Three-Dimensional Parametric Analysis of a Switchable Vortex Generator for Aerodynamic Load Alleviation at Transonic Speeds

Abstract

This study investigates the aerodynamic performance of switchable vortex generators (SVGs) operated in spoiler configuration for load alleviation at transonic speeds. Using three-dimensional computational fluid dynamics (CFD) simulations, the effects of design parameters - including the height, aspect ratio, and spacing between the vortex vanes - are analysed on a simplified wing geometry, modelled as a straight extrusion of a supercritical airfoil. The analysis demonstrates that finite-span spoiler devices such as SVGs can effectively reduce the generated lift in cruise conditions, but their performance is strongly affected by geometric properties. Distinct aerodynamic regimes can be determined by placing a SVG of varying height and aspect ratio on the wing upper surface, characterised by different degrees of flow separation downstream of the device. Lift reduction becomes significant only when the size of the vortex vane is such to trigger full flow separation. The aerodynamic behaviour induced by a single SVG is further examined under high-speed off-design conditions, showing that larger vortex vanes induce full flow separation at lower angles of attack, while smaller SVGs can lead to sharp lift variations at higher incidence.
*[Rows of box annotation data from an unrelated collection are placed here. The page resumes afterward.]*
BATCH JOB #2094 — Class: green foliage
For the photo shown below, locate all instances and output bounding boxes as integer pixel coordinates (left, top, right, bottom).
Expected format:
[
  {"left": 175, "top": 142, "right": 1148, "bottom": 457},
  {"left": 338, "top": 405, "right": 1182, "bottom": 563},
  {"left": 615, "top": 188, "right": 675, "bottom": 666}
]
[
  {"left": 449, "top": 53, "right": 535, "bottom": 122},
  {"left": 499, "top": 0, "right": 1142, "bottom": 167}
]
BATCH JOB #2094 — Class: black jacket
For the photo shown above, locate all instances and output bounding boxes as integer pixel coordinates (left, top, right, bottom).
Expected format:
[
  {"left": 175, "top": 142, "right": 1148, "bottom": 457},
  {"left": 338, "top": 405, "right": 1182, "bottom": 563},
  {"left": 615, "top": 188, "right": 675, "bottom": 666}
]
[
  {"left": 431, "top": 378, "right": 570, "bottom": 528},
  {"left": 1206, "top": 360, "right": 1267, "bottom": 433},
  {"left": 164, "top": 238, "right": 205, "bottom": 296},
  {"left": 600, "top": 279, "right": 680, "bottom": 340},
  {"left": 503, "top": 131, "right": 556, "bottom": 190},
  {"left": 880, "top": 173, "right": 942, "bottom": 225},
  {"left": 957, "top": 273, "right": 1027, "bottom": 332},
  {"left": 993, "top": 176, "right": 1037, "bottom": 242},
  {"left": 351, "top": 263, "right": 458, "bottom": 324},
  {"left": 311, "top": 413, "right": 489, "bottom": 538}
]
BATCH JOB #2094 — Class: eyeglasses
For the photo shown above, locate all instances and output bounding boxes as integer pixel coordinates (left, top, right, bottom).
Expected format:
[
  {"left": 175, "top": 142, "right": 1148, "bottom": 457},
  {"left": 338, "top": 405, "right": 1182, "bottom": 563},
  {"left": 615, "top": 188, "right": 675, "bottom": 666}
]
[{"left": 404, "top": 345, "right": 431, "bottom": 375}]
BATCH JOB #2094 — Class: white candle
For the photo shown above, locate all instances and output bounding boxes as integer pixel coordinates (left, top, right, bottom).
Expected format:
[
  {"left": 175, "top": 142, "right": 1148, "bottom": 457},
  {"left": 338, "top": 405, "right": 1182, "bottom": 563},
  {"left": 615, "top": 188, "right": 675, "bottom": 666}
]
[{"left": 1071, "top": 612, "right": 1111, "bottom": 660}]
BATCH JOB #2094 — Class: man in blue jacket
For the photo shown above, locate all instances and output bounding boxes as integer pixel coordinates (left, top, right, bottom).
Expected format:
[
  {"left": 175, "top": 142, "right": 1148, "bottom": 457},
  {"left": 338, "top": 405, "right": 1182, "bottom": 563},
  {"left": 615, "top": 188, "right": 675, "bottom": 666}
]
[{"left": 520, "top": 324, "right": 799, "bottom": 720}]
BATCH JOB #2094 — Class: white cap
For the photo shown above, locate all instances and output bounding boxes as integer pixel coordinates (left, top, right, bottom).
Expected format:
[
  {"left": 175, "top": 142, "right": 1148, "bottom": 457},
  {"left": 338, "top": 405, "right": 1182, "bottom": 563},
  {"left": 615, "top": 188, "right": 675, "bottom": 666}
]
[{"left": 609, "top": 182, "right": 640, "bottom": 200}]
The interaction between multiple SVGs is found to be significantly influenced by their spacing and aspect ratio, with the wall ratio emerging as a critical parameter. Smaller SVGs are most effective at high wall ratios, where they can generate a more uniform flow separation across the upper surface. In contrast, larger devices perform better at low wall ratios, where they can trigger full flow separation independently of their mutual interaction.